Michelle O’Gorman

Special Education Teacher | Red Lick Middle School

Being a parent of children with special needs, Michelle O’Gorman feels this helped shape who she became as an educator. “I have one daughter who is hard of hearing and another daughter with Autism Spectrum Disorder. This gave me a unique perspective when I decided to begin my career in education. I completely understood how overwhelming it could be from initial evaluation to transitioning,” O’Gorman says. “To this day, I begin every ARD meeting, remembering what it was like on the other side of that table.”

O’Gorman began her educational career with Red Lick Middle School later in life after staying home with her two daughters for 16 years. “It was a natural transition for me, as I had spent so much time involved in my children’s academic life. I realized early on my passion for advocating for and educating individuals,” O’Gorman says. Special education has always been a very familiar world to her, starting as a parent with numerous acronyms and legalities and continuing through her 12-year career with the Red Lick Mustangs.

“I could easily fill the pages of a book with the humorous, emotional, and poignant stories that fill my days,” O’Gorman says. “At the start of my career, I once had a student stop at the door and ask me if I would let him in the classroom that day since he was wearing an Arkansas Razorback hoodie! All my students knew I was a fierce Aggie, so he decided to see how maroon my blood really was. I let him in.” 

Speaking of stories, O’Gorman’s classroom coffee/soda cart – Hugs with Mugs/Soda with Love – has many stories revolving around it. O’Gorman says, “I received a grant to start this program around six years ago. I could have never imagined the impact it would have on me and my students. We sell coffee or soda (depending on the season) every other Friday to staff on our campus. Students organize supplies, help fill orders, deliver drinks, and take money. We budget, keep up with inventory, and create a spreadsheet of funds. All profits are used to buy snacks for our classroom!” Not only has this program aided students in developing financial literacy and practical life skills, but it has also accomplished something much more important: it has given students the agency and confidence they need to grow as people. “Watching self-esteem and confidence grow with each passing Friday has been the most amazing gift of all,” O’Gorman says. “One year, I had a student who wanted nothing to do with our cart. For some reason, he had decided he hated the idea. Well, I wish I could share my photos of the change in him that took place. It brings laughter and tears as I look through them today. Another student was incredibly shy and did not like to advocate for himself in any way. He found his voice during our Friday adventures. The milestones reached, tears shed, hugs given, and confidence grown has been priceless.”

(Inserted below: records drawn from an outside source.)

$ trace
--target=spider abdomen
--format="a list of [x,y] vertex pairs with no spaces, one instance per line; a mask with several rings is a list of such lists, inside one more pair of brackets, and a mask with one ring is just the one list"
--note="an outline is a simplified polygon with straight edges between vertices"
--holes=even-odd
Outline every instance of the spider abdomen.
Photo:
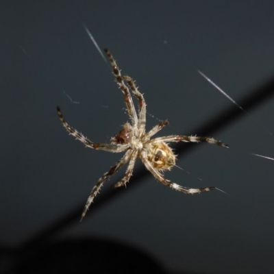
[[176,157],[165,142],[149,143],[147,153],[149,161],[157,169],[171,169],[175,164]]

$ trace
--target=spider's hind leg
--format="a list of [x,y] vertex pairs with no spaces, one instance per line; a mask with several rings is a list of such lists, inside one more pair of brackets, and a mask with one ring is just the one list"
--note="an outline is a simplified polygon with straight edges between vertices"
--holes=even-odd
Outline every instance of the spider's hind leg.
[[127,162],[129,160],[130,155],[131,151],[127,151],[123,156],[123,158],[120,160],[120,161],[115,166],[112,166],[108,172],[104,173],[103,175],[99,179],[97,183],[93,187],[92,190],[91,191],[90,196],[88,198],[86,206],[84,208],[84,210],[81,216],[81,221],[83,220],[84,217],[86,216],[88,208],[90,207],[95,196],[98,194],[100,188],[103,186],[103,184],[105,182],[105,181],[108,179],[111,175],[117,172],[125,164],[126,164]]
[[171,181],[166,179],[162,174],[161,174],[158,171],[155,169],[150,164],[149,161],[147,160],[145,155],[142,155],[142,161],[145,164],[147,169],[152,173],[152,175],[162,184],[165,186],[169,186],[176,190],[180,191],[186,194],[194,194],[194,193],[201,193],[204,192],[208,192],[210,190],[214,190],[216,189],[214,186],[210,186],[208,188],[189,188],[185,186],[179,186],[175,183],[173,183]]

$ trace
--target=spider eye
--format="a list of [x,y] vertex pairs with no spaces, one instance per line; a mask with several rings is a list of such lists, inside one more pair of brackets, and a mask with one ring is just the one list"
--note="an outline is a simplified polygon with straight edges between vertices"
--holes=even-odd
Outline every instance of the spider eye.
[[116,144],[127,144],[129,142],[129,132],[124,129],[115,135],[115,137],[112,139],[112,142]]

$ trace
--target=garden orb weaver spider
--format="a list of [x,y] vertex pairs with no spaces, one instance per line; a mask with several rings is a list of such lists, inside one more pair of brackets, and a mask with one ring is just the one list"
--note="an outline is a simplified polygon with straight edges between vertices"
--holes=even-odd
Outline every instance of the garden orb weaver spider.
[[[179,186],[166,179],[164,177],[163,171],[172,169],[176,162],[176,156],[172,149],[169,147],[168,143],[170,142],[177,142],[179,141],[192,142],[205,142],[210,144],[218,145],[224,147],[228,147],[228,145],[212,138],[187,136],[184,135],[171,135],[151,139],[151,138],[162,129],[163,127],[167,125],[169,121],[167,120],[163,121],[153,127],[149,132],[146,132],[147,105],[143,95],[139,92],[132,77],[121,74],[120,69],[110,52],[106,49],[105,51],[110,60],[118,86],[125,95],[125,105],[131,123],[126,123],[123,125],[123,129],[116,134],[114,137],[111,138],[110,144],[96,143],[90,141],[82,133],[71,127],[65,121],[60,107],[57,107],[57,112],[59,119],[64,128],[70,134],[83,142],[86,147],[110,152],[125,152],[120,161],[113,166],[108,172],[104,173],[93,187],[82,214],[81,221],[86,216],[93,199],[98,194],[105,181],[117,172],[126,163],[129,162],[125,176],[121,181],[114,184],[114,187],[116,188],[125,186],[126,183],[129,182],[129,178],[132,175],[134,166],[137,158],[141,159],[146,168],[158,180],[165,186],[169,186],[176,190],[186,194],[194,194],[210,191],[215,189],[216,188],[214,186],[203,188],[189,188]],[[138,115],[129,90],[138,101]]]

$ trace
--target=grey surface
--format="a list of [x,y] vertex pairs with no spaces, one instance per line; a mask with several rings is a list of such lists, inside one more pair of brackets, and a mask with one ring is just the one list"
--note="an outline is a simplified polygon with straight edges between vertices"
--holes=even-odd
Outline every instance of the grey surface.
[[[148,128],[155,117],[171,121],[160,136],[195,134],[232,104],[196,69],[236,101],[273,75],[272,1],[7,3],[0,5],[0,241],[11,248],[84,206],[121,157],[85,149],[56,114],[59,105],[70,125],[102,142],[128,119],[83,22],[145,93],[154,116]],[[166,173],[184,186],[215,186],[230,196],[185,195],[151,175],[58,237],[125,242],[173,271],[273,273],[274,163],[251,153],[274,157],[273,103],[214,134],[229,149],[193,144],[200,148],[177,162],[191,175],[176,168]]]

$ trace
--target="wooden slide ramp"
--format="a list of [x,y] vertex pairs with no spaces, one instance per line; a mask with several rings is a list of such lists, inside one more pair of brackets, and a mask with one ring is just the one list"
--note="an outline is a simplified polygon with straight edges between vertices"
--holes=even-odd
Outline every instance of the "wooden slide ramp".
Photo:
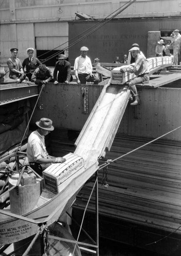
[[85,168],[109,150],[123,116],[130,90],[127,86],[106,84],[75,145],[75,154],[83,157]]

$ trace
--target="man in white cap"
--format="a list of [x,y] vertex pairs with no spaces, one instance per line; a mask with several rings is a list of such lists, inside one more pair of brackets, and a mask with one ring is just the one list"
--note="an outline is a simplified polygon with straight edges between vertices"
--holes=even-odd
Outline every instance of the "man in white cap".
[[68,84],[73,80],[71,63],[65,60],[66,56],[64,54],[59,54],[57,59],[58,61],[56,62],[53,72],[54,83],[57,84],[61,82]]
[[41,64],[33,72],[31,81],[36,84],[46,84],[53,81],[50,69],[45,64]]
[[115,60],[114,61],[113,61],[112,63],[117,63],[118,64],[119,64],[119,63],[121,63],[119,61],[119,59],[118,56],[116,57]]
[[22,61],[22,66],[26,76],[31,81],[33,73],[41,64],[41,62],[38,59],[34,57],[35,50],[33,48],[28,48],[26,51],[28,57]]
[[27,157],[30,166],[41,175],[42,170],[52,163],[63,163],[66,159],[63,157],[54,157],[50,156],[47,151],[44,136],[54,130],[52,121],[42,118],[36,122],[38,126],[29,137],[27,149]]
[[74,74],[77,83],[85,84],[86,82],[93,82],[98,84],[99,78],[93,74],[93,66],[90,58],[87,56],[88,49],[85,46],[80,48],[81,54],[76,58],[74,63]]
[[[138,47],[139,48],[140,48],[139,45],[136,42],[134,42],[133,44],[131,46],[131,47]],[[146,57],[143,53],[143,52],[140,50],[140,54],[142,55],[146,59]],[[127,61],[127,63],[129,65],[130,64],[132,64],[132,63],[134,63],[135,61],[134,58],[132,57],[132,56],[130,52],[129,52],[128,53],[128,59]]]
[[163,39],[161,39],[157,42],[157,45],[155,48],[156,56],[156,57],[162,57],[163,56],[164,52],[165,52],[165,54],[166,54],[165,46],[163,45],[164,41]]
[[[11,57],[8,59],[7,64],[9,69],[9,77],[10,78],[16,80],[16,81],[21,82],[26,78],[26,75],[22,69],[21,62],[17,55],[18,51],[17,48],[11,48]],[[28,78],[27,79],[28,80]]]
[[171,44],[173,46],[173,63],[175,65],[177,65],[180,48],[181,35],[179,33],[178,29],[175,29],[172,34],[173,40]]
[[125,64],[127,64],[127,61],[128,61],[128,58],[127,57],[127,55],[124,54],[124,55],[123,55],[123,59],[121,61],[121,63],[124,63]]
[[137,105],[140,101],[135,84],[145,81],[149,81],[149,70],[145,58],[140,53],[140,48],[134,47],[130,49],[129,52],[131,53],[132,57],[134,58],[134,65],[133,66],[132,66],[133,65],[129,65],[126,68],[121,68],[120,72],[121,73],[126,72],[134,73],[137,76],[137,77],[128,82],[129,88],[134,98],[134,100],[131,103],[131,105]]

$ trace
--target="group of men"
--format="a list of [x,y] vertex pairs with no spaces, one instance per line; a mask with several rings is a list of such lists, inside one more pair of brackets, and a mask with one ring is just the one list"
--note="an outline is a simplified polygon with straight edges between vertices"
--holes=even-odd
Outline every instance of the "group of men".
[[[76,58],[74,65],[77,83],[93,82],[95,84],[98,84],[100,79],[93,74],[90,59],[87,56],[88,49],[84,46],[81,47],[80,51],[81,55]],[[25,79],[37,84],[46,84],[48,82],[54,82],[54,84],[56,84],[58,82],[69,83],[73,80],[71,63],[66,60],[66,57],[64,54],[58,55],[52,75],[51,70],[34,56],[33,48],[27,49],[28,57],[24,59],[22,65],[17,57],[18,49],[12,48],[10,51],[11,56],[7,61],[9,78],[5,77],[5,71],[1,72],[1,82],[21,82]]]
[[[17,48],[11,49],[11,57],[7,61],[10,71],[8,82],[19,82],[26,79],[38,84],[45,84],[49,81],[53,81],[56,84],[58,82],[69,83],[72,80],[71,63],[65,60],[64,55],[58,55],[52,76],[50,69],[34,56],[34,50],[33,48],[27,50],[28,57],[23,61],[22,65],[17,57],[18,51]],[[87,55],[88,51],[86,47],[81,47],[81,55],[75,59],[74,70],[77,83],[85,84],[86,82],[90,81],[98,84],[99,79],[93,74],[91,60]],[[134,100],[131,104],[136,105],[139,103],[139,99],[135,84],[149,80],[148,70],[146,58],[141,54],[138,45],[132,45],[129,52],[130,55],[129,58],[131,59],[132,58],[132,61],[134,64],[124,66],[123,68],[121,68],[120,72],[129,71],[134,73],[138,76],[128,83],[134,97]],[[131,60],[130,62],[132,63]],[[36,124],[37,130],[32,132],[28,138],[27,153],[30,167],[38,174],[42,175],[42,170],[52,163],[63,163],[66,159],[63,157],[50,156],[47,151],[44,136],[53,131],[54,128],[52,125],[52,121],[49,118],[42,118]]]

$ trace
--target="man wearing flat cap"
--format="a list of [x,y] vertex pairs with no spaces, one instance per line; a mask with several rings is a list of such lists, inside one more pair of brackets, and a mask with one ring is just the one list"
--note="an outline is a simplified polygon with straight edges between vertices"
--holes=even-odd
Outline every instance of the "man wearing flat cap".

O’Gorman believes her students truly become her kids when they enter middle school in fifth grade. She says, “I am one of the lucky ones who get to keep their kids the entire four years at Red Lick Middle School! My students view our classroom as an oasis in the desert. Navigating middle school is hard for any student, but so much more so for students with special needs. Our classroom is where my kids go to learn, de-escalate, get fed, retrieve supplies, and feel loved and connected.”

Education certainly comes with its challenges and rewarding moments. O’Gorman recounts the most rewarding part of her career, and it might be different than what most people assume as she says, “The most rewarding part of what I do is the lifelong connections built with students and their families. I am not one of those teachers who will get letters 15 years later from former students, but oh my, I get so much more. I get to be part of the families of the students I serve and form bonds beyond middle school.” O’Gorman believes her biggest challenge is not people but rather paperwork. She wants every PLAAFP and IEP to truly reflect the student and create meaningful goals. “In today’s educational climate, I sometimes feel that I am one of the few who still truly love what they do. I know this is not the case; educators are feeling frustrated on so many levels. Going into education is not for the faint of heart, but the rewards far outweigh the challenges. We as a society need to find a way to prioritize education and fill the halls of every university’s education department,” O’Gorman says. However, no matter how difficult the day, O’Gorman’s motivation is always just one hug from the student who rarely shows affection or an accidental “hey, Mom” away. 

At the end of the day, it is not only students learning lessons but also their educators. O’Gorman believes her greatest lessons learned have nothing to do with curriculum or standardized testing but rather that love, passion, and kindness can change the world. This rings true with a quote on her favorite desk calendar stating, “Sometimes the things your students need most have nothing to do with what is on your lesson plan.”